Над причалом зажгли фонари, они отражались внизу, дробясь на черной воде, и выглядело это довольно-таки красиво, даже эффектно. Как будто внизу под ногами загорелась стая заморских рыб. Честно говоря, я не люблю эффектов, но иногда получается так, что они возникают в нужное время и в нужном месте.

4

На следующий день позвонил Филипп и пригласил меня в кафе на Платановой аллее. Я давно донимал его вопросами по поводу тетрадки, в которой он писал про чудовищ и монстров. Конечно, там были не только монстры и чудовища, но, видимо, он готовил какую-то статью и делал выписки, в основном, про быков, путешествия Камоэнса в Гоа и еще про дерущихся и плачущих женщин. Я и тут ему напомнил про тетрадку. Попросил рассказать про быков и женщин. Он пообещал, что расскажет, хоть и сморщился при этом, как будто надкусил по ошибке кислое яблоко. В общем, в три часа дня я отправился в кафе в надежде, что разговор пойдет о быках и плачущих женщинах, и так оно и оказалось, правда Филипп предупредил, что у нас всего час времени, потому что через час сюда придет его девушка.

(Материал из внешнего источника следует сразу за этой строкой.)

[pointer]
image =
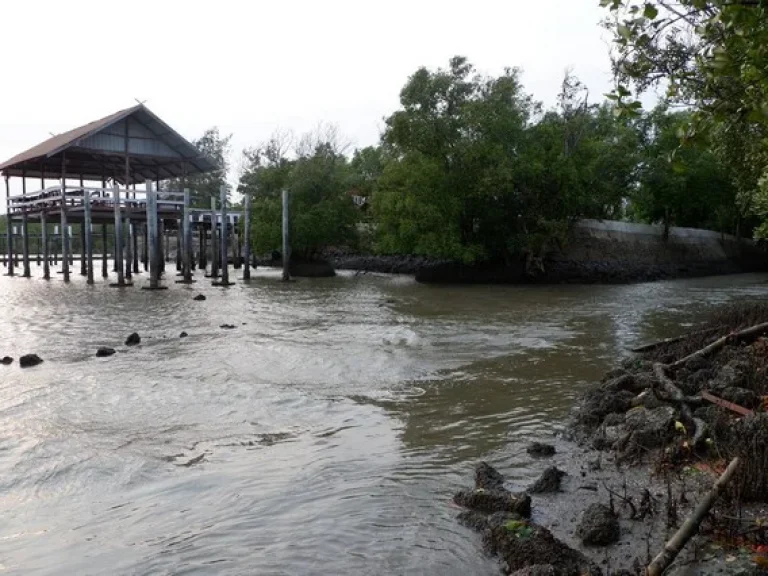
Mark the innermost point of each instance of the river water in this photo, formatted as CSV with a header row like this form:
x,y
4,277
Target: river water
x,y
325,434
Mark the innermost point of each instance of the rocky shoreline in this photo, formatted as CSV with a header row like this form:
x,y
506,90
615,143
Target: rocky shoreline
x,y
637,460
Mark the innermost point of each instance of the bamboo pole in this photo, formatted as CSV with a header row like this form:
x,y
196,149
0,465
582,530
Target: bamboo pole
x,y
691,524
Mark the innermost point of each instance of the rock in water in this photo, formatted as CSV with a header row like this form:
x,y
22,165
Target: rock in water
x,y
536,570
488,478
541,450
311,268
549,481
133,340
530,548
491,501
29,360
650,428
599,526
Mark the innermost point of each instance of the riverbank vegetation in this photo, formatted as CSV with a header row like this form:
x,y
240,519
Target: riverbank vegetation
x,y
471,168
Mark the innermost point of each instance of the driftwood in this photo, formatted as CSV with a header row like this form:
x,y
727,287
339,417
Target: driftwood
x,y
747,334
653,345
691,524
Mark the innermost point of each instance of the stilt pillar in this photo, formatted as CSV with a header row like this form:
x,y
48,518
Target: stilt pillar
x,y
104,252
88,228
118,237
247,238
46,256
286,239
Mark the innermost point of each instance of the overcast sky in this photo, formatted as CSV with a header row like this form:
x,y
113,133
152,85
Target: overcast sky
x,y
250,67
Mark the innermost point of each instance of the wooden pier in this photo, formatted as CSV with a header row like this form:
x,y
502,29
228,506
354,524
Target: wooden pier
x,y
128,171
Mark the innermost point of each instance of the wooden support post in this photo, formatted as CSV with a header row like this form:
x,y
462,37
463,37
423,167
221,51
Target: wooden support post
x,y
64,226
224,234
44,231
25,231
25,243
135,241
104,252
145,246
247,238
167,236
286,239
128,246
160,235
202,248
88,227
83,266
179,236
214,241
152,229
187,228
9,227
56,244
118,236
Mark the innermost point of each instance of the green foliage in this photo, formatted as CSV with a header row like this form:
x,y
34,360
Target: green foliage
x,y
206,186
322,212
472,176
710,56
682,185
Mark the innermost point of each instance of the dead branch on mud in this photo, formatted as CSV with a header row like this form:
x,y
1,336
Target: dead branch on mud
x,y
691,524
751,333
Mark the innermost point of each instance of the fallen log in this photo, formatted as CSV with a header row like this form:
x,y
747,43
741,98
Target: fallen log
x,y
753,332
675,544
653,345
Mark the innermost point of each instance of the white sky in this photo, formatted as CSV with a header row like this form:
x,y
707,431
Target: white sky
x,y
251,67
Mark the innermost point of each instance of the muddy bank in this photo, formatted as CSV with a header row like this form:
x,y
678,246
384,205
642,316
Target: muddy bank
x,y
595,252
642,450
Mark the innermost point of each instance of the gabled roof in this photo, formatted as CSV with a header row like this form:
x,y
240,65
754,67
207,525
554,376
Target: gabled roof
x,y
98,150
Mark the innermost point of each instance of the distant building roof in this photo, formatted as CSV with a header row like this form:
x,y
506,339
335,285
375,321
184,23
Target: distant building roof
x,y
98,150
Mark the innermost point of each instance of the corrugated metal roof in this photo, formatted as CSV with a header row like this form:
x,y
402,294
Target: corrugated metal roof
x,y
97,150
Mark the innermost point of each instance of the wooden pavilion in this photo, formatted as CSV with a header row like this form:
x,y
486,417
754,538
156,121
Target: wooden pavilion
x,y
130,147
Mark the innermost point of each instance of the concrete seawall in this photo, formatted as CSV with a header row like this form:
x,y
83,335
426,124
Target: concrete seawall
x,y
595,252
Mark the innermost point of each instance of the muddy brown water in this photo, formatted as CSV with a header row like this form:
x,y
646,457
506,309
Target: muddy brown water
x,y
325,434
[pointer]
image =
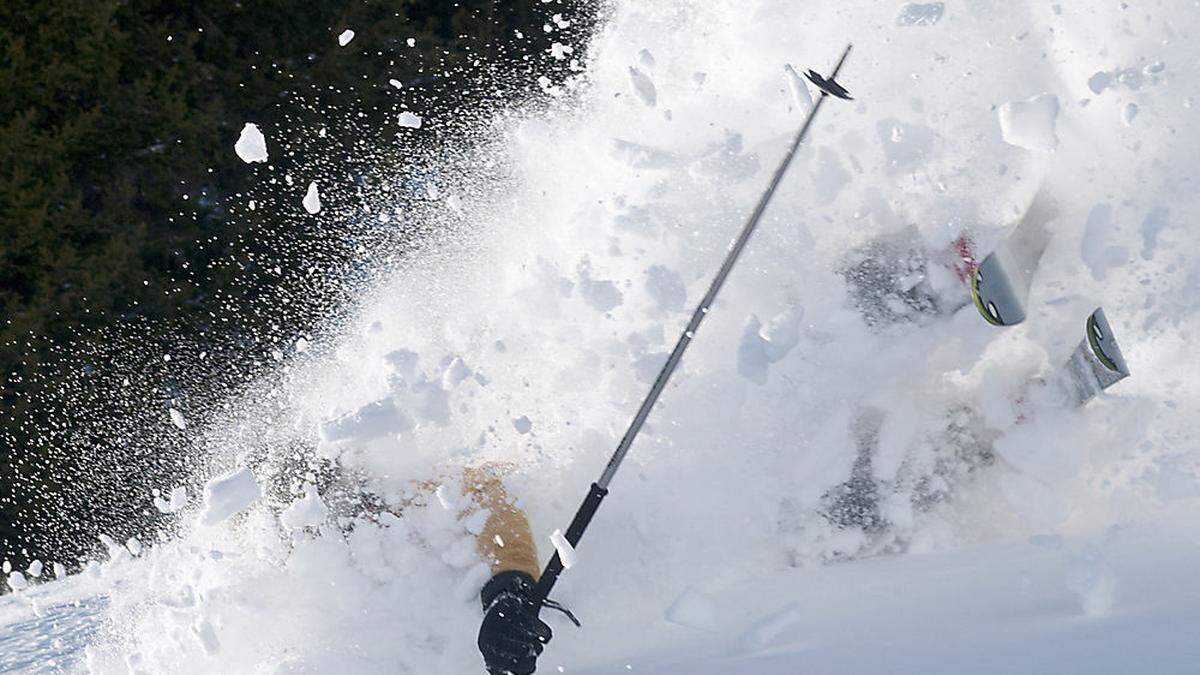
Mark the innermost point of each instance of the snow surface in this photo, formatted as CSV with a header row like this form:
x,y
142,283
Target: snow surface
x,y
1072,550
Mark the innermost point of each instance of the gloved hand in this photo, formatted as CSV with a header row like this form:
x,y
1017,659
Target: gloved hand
x,y
511,635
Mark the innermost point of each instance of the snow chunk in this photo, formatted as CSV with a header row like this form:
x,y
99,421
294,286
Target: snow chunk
x,y
1128,113
455,374
207,637
564,548
643,87
226,495
251,145
312,198
306,512
17,581
1091,578
178,500
916,13
372,420
693,609
1030,124
799,90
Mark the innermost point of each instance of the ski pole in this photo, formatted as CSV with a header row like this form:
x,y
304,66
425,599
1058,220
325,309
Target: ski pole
x,y
600,488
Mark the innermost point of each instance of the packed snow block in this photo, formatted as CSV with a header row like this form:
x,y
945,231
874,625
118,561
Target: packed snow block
x,y
401,366
1030,124
693,609
753,363
228,494
905,145
370,422
774,628
251,145
763,345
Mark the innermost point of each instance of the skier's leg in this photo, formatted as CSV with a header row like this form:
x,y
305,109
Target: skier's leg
x,y
507,542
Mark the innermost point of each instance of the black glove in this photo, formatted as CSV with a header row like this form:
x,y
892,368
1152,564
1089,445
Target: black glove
x,y
511,635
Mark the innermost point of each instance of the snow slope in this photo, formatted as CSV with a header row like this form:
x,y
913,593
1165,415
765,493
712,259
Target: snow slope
x,y
529,335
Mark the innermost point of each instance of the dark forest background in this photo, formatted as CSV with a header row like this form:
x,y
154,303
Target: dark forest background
x,y
123,228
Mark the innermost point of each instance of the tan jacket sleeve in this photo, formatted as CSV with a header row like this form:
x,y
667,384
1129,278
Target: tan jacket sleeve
x,y
507,541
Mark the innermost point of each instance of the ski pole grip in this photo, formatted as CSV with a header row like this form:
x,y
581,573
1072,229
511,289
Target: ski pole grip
x,y
574,533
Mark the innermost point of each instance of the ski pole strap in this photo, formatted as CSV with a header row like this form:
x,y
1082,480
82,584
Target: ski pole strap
x,y
574,532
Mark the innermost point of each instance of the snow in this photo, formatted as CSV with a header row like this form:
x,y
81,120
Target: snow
x,y
643,87
312,198
17,581
693,609
1008,535
409,120
306,512
1030,124
177,418
564,548
228,494
251,145
177,501
801,96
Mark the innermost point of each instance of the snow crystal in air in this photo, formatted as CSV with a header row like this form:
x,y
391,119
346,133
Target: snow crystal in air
x,y
564,548
17,580
251,145
916,13
559,51
799,90
1030,124
226,495
312,198
177,501
643,87
693,609
306,512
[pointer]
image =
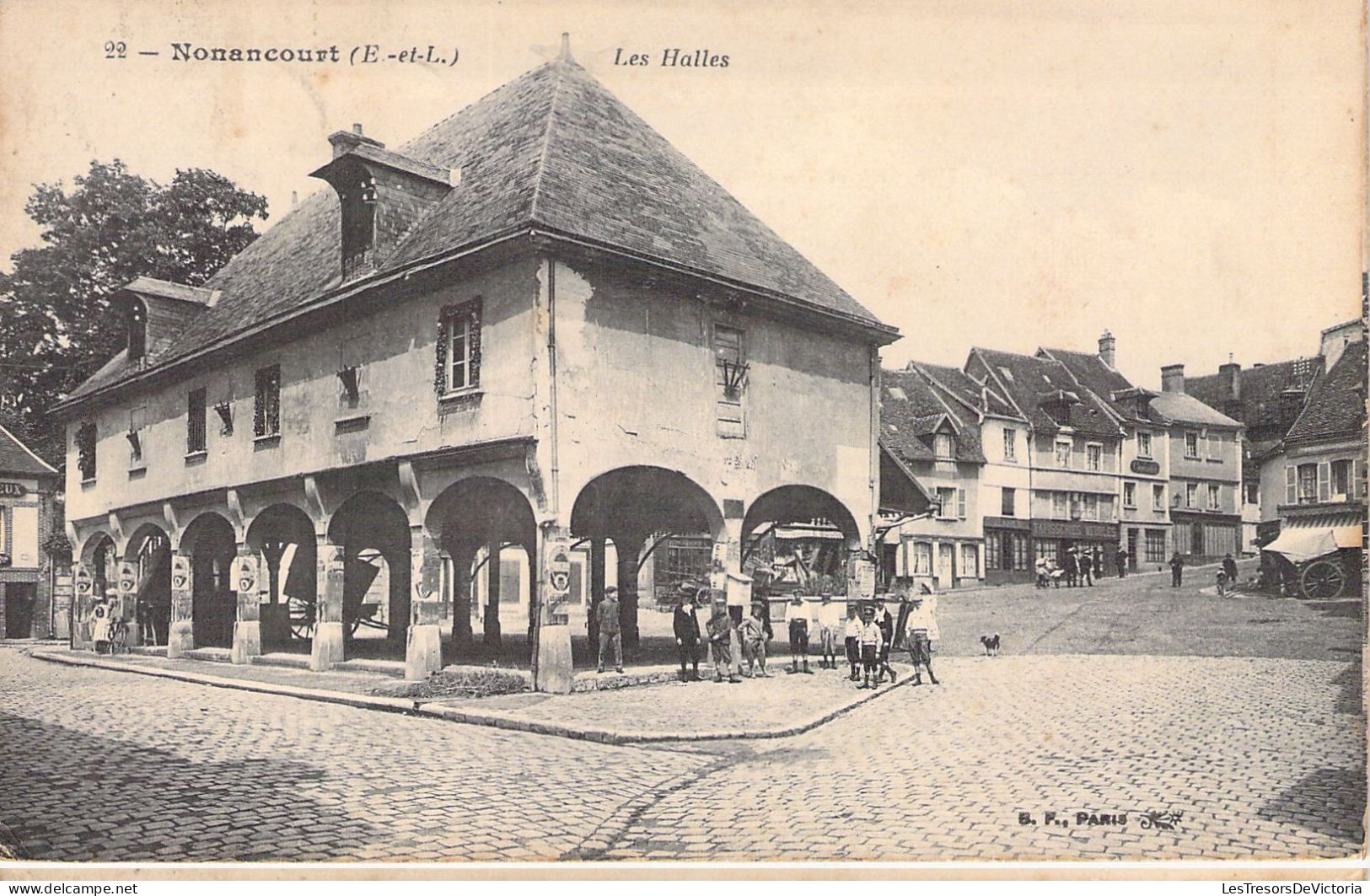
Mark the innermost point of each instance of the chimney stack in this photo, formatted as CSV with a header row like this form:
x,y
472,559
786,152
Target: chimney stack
x,y
348,140
1109,350
1173,378
1231,374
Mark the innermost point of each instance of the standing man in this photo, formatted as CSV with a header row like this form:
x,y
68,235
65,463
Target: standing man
x,y
721,641
872,640
686,632
852,640
829,618
922,632
798,617
1229,566
611,636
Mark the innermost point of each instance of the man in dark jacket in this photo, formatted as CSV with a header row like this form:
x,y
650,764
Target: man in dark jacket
x,y
611,637
686,633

Но Авдотья, так ее звали, пришла не через час, а как только мы уселись за столик. Однако то, как она пришла, и, вообще, ее появление – это начало новой истории и поэтому сначала доскажу про тетрадку.

Когда я пришел, Филипп сидел за столом, изучая меню. Он был в голубой рубашке и шортах. За окном тянулись автомобили, музыка из них бухала так, что дрожали стекла заведения. Меня всегда удивляло, как они там, внутри, выдерживают такую музыку, это же все равно, что колотить себя по голове сковородкой. Я тогда еще зачем-то подумал, ну, попробуй, прочитай им эти записи из дневника Филиппа – что они поймут? Ничего не поймут, поверьте мне. У этих бедолаг вся голова отбита. Там ничего целого уже не осталось. Когда их встречаешь, например, в гостях, видно, что у них глаза, ни на чем не могут остановиться и все время бегают туда-сюда, словно он еще не вполне очухался от своей душегубки и думает по инерции про все то, про что он думал под эту адскую музыку, а теперь, когда она кончилась, не знает, что ему делать и куда себя деть. И тогда он лезет за смартфоном и начинает в нем копаться все с тем же бессмысленным видом. Знаю я их, сто раз видел. Сам таким чуть не стал.